Air Pressure Facts
Air Pressure can be defined as the continuous pounding of billions of air molecules as they zoom about. The earth is covered in a layer of air. This layer is not evenly distributed around the globe. Air is light but at ground level huge pressure can be exerted. It pushes in all the directions with a force of more than 1 kg per square cm. It can vary from place to place and time to time depending on the Sun’s heat. The unit of measuring air pressure is millibars and the device used for measurement is known as barometer. The normal air pressure at sea level ranges from 800 mb to 1050 mb.
Quick Facts: –
- The first ever barometer was invented by Evangelista Toricelli in 1644.
- On weather maps, air pressure is shown with line called isobars. These lines join places of equal pressure together.
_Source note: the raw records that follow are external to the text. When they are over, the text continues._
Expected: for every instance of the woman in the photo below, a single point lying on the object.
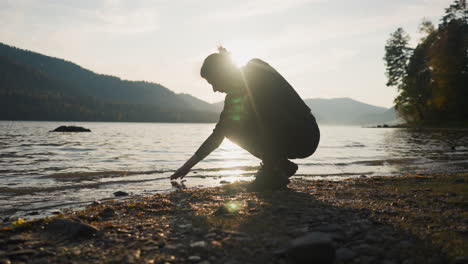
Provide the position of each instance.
(262, 114)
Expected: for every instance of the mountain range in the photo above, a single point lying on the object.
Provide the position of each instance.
(38, 87)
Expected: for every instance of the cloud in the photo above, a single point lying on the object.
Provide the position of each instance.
(246, 8)
(110, 16)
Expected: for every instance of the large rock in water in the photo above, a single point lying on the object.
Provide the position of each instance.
(70, 228)
(71, 129)
(315, 247)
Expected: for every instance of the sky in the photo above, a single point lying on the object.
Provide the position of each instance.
(325, 49)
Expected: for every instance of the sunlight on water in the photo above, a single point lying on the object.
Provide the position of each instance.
(43, 171)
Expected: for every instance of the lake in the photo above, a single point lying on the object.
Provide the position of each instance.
(42, 173)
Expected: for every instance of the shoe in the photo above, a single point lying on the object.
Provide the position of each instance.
(269, 179)
(289, 168)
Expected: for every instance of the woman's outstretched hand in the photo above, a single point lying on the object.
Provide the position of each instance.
(180, 173)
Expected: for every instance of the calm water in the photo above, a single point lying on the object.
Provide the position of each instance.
(45, 172)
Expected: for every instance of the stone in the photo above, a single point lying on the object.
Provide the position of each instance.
(70, 228)
(70, 129)
(194, 258)
(315, 247)
(21, 252)
(344, 254)
(221, 211)
(460, 260)
(373, 237)
(120, 193)
(459, 181)
(108, 212)
(328, 228)
(201, 244)
(386, 261)
(367, 250)
(17, 239)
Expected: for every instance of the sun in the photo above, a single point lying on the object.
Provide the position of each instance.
(239, 59)
(241, 52)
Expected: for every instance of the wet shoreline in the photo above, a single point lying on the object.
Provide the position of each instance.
(414, 218)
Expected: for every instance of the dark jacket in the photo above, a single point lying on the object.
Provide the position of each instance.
(268, 103)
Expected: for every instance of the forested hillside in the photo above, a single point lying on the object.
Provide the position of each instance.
(432, 78)
(38, 87)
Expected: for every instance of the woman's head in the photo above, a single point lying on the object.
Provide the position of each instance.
(221, 72)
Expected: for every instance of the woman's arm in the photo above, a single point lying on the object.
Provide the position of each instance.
(182, 171)
(210, 144)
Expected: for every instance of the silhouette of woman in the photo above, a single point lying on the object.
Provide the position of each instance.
(263, 114)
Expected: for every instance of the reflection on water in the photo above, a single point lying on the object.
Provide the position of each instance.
(42, 171)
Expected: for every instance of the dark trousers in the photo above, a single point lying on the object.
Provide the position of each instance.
(285, 140)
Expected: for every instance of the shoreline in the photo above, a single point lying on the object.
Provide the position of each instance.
(417, 218)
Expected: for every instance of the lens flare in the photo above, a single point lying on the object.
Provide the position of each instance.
(233, 206)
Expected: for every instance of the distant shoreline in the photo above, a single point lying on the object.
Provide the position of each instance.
(393, 219)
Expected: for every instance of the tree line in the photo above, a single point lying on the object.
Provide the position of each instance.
(27, 93)
(37, 87)
(432, 78)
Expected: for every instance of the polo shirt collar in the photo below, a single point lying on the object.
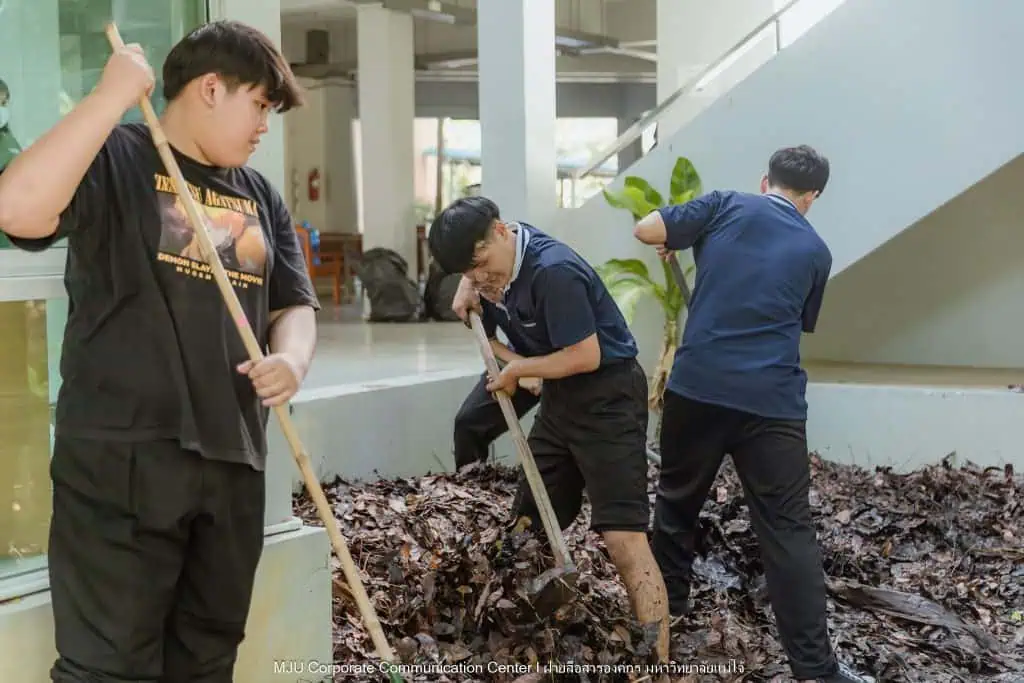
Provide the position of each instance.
(521, 240)
(778, 199)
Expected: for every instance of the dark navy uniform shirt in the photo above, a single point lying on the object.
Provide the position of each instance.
(555, 300)
(761, 273)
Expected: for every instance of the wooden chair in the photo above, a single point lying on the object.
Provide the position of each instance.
(322, 263)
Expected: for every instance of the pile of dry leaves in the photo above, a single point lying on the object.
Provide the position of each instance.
(926, 578)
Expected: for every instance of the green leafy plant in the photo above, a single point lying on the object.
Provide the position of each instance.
(630, 282)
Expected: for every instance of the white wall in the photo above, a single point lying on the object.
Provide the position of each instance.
(691, 36)
(911, 112)
(947, 291)
(320, 135)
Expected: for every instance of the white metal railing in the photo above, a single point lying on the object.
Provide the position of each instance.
(652, 117)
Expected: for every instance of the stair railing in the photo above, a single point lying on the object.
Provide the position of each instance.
(652, 117)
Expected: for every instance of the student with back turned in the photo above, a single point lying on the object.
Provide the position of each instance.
(590, 430)
(737, 387)
(159, 458)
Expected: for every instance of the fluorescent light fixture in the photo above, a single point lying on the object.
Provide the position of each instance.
(431, 15)
(581, 40)
(433, 10)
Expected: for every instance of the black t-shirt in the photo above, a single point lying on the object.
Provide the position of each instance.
(150, 349)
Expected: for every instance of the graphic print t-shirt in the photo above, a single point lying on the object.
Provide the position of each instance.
(151, 351)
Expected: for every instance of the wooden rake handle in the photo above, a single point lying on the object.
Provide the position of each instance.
(548, 517)
(256, 354)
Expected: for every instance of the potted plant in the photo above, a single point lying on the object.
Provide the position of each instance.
(629, 281)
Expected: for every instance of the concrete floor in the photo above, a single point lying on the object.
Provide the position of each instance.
(352, 351)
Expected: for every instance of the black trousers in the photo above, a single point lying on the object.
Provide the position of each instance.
(771, 460)
(591, 435)
(153, 556)
(479, 421)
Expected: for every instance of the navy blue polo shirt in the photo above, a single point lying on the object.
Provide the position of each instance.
(761, 274)
(555, 300)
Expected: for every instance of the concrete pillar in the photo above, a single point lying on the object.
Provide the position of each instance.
(516, 41)
(387, 109)
(320, 135)
(691, 35)
(339, 112)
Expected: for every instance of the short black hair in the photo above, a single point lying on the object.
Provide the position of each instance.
(458, 229)
(238, 53)
(800, 169)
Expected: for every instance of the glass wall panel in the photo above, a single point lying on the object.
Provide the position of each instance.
(51, 55)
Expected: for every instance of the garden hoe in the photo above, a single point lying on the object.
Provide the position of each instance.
(555, 587)
(256, 354)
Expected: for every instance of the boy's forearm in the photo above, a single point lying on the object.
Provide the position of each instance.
(293, 333)
(40, 182)
(504, 354)
(554, 366)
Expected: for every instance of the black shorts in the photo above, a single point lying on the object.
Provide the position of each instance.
(152, 559)
(591, 434)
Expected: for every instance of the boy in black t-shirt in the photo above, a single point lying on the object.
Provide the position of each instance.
(160, 449)
(591, 430)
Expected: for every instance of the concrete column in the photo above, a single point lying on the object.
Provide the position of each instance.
(387, 109)
(691, 35)
(516, 41)
(339, 112)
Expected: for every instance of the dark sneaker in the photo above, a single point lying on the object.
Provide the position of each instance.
(845, 675)
(678, 612)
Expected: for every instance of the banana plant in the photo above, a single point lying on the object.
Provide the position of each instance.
(629, 280)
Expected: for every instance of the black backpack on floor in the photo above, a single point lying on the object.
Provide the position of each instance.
(439, 293)
(393, 297)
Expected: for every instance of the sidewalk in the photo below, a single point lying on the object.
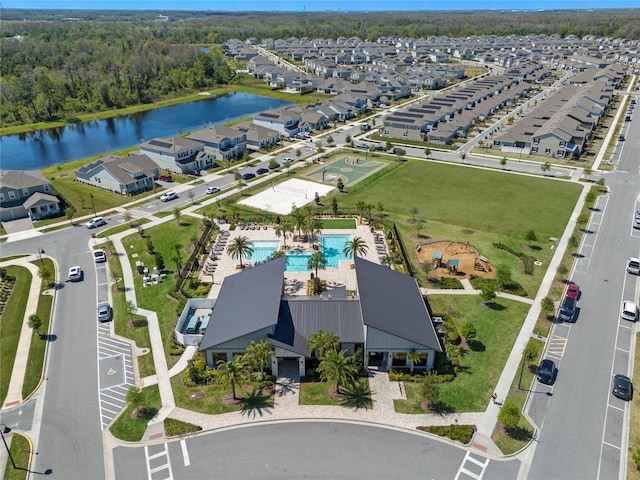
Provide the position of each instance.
(14, 393)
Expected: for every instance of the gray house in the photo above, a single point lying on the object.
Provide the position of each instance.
(26, 194)
(387, 317)
(124, 175)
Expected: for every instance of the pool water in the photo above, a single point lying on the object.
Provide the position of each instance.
(331, 246)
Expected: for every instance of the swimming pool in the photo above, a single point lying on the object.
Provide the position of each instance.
(331, 246)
- Zones with high pressure are called anticyclones and zones with low pressure are known as cyclones or depressions.
- Changes in air pressure help to predict the local weather.
- Steadily high air pressure indicates clear weather and a fall in air pressure shows stormy weather.
- Air Pressure is low at higher altitudes because there layer of air is thinner as compared to lower places.
- Breathing is difficult on high peaks because the air pressure is low and oxygen present in the air is more difficult to be absorbed in the blood.
- On a weather map ‘H’ shows relatively high air pressure and ‘L’ shows low air pressure.
- Generally, high pressure is associated with fair weather and low pressure is associated with unsettled and stormy weather.